Though the Keelung festival is the largest, you can see people in other areas of Taiwan releasing small lotus shaped lanterns onto rivers and out into the ocean. Each lantern will hold a single candle and are said to help guide the ghosts back to the underworld.
8.Hungry Ghost Festival（盂蘭節）
The day after the Water Festival is one of feasting. Falling on the 15th day of the seventh lunar month, this festival is held all over Taiwan. Ghosts are offered multiple varieties of meats, dumplings, fruits and vegetables. Later in the evening after the ghosts have taken their full, the living will eat the offerings for dinner. Keelung’s Hungry Ghosts Festival and Yunlin’s Great Worship Festival are both large and heavily attended. (Read more: The ghosts were out in Keelung, or Ten Festivals Worth Planning your Taiwan Holiday around (Part two))
9.Toucheng Ghost Grappling Festival（搶孤）
Toucheng hosts a special festival that occurs during the end of Ghost Month. The Grappling Festival is a contest involving tall vertical bamboo poles that are tied into a framework. The tall poles, reaching as as high as 20 meters, are covered in grease with flags secured at the very tops.

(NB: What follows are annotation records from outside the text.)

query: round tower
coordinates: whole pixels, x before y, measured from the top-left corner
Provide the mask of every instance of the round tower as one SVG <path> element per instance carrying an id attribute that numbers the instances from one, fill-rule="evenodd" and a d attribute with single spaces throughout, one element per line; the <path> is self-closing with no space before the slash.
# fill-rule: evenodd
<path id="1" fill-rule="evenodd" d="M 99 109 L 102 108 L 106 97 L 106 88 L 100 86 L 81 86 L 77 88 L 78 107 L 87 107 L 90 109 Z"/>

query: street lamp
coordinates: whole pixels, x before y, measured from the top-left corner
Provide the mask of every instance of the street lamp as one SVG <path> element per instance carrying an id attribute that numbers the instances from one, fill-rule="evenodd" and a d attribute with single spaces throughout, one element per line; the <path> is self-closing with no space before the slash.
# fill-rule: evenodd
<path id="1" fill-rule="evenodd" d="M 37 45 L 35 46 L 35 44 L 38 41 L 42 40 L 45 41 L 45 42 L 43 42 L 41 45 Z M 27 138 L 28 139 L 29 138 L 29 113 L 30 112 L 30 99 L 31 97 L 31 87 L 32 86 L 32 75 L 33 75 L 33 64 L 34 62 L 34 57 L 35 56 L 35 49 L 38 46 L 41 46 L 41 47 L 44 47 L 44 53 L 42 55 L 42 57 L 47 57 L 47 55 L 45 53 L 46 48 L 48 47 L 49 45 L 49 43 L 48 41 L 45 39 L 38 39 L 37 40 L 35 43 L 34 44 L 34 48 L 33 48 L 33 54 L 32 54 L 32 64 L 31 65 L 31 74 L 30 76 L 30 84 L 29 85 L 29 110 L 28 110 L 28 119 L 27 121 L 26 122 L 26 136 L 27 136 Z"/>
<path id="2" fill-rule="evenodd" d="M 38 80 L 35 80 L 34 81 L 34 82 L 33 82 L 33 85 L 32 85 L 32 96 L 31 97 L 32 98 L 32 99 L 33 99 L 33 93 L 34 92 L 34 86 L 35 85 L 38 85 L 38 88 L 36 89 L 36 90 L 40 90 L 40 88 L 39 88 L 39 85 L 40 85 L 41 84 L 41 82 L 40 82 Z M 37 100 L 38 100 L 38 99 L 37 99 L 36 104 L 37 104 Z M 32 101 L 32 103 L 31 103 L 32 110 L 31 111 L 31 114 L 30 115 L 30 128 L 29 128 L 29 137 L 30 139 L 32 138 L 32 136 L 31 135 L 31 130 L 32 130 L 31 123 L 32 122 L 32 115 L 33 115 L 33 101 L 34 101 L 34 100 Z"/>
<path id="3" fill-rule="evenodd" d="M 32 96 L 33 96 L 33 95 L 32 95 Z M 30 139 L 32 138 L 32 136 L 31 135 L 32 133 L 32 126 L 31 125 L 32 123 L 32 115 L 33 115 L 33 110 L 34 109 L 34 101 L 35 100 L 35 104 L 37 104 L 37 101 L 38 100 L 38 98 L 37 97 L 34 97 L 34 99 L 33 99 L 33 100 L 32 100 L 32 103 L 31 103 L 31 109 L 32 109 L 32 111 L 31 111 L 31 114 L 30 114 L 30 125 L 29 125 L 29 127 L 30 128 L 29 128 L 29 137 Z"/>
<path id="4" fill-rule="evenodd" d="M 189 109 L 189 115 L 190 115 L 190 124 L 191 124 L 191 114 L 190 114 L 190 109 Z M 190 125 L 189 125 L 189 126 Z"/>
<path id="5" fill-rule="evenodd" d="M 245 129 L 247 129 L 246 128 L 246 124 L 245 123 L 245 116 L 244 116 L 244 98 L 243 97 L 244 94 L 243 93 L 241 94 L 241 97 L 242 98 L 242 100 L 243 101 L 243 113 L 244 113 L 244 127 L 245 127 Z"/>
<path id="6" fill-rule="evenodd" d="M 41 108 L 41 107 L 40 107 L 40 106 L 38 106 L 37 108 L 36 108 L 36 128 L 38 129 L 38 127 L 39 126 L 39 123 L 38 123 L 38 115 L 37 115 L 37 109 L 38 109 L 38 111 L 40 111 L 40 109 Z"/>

Competitors attempt to climb the greasy poles to capture a flag. Winners receive monetary gifts and good fortune for the coming year.
10.Closing the Gates of Hell（關龕門）
At the end of Ghost Month the Gates of Hell are officially closed at Keelung’s Lao Da Gong Temple. The doorway to hell is located to the left of the temple’s main shrine. Like the opening ceremony, offerings will be on display and worshippers can be seen showing their respect.
11.Jump the Ghost Festival(跳鍾馗）
Keelung also holds one final ceremony for Ghost Month and though variations of the ceremony occurs around the island, theirs is again the largest. The Jump the Ghost Festival is a special ceremony to help bring reluctant ghosts back to the underworld. Held after the closing of Ghost Month, this ritual is to round up any lingering ghosts. This ritual is also known as “Jumping Zhong Kui” which refers to a figure of Chinese mythology who is known for vanquishing ghost.
Ghost Month is celebrated throughout Asia but Taiwan’s small size makes it easy to take in several festivities across the island. Experiencing this month-long celebration just might make a believer out of you.
Great article! Seems pretty rough that Ghost Week tends to fall during a hot time of the year (as swimming seems somewhat discouraged)– better for we tourists, I suppose:). The Ghost Grappling festival sounds like quite a spectacle, and something that must be on JSB’s list to attempt some day (if he hasn’t already)!
Thanks for the comment, PJ. I’d just go to the Ghost Grappling festival as a spectator. I prefer grappling with my ghosts in private. – JSB
The Ghost Festival, also known as the Hungry Ghost Festival, Zhongyuan Jie, Gui Jie or Yulan Festival is a traditional Buddhist and Taoist festival held in certain Asian countries.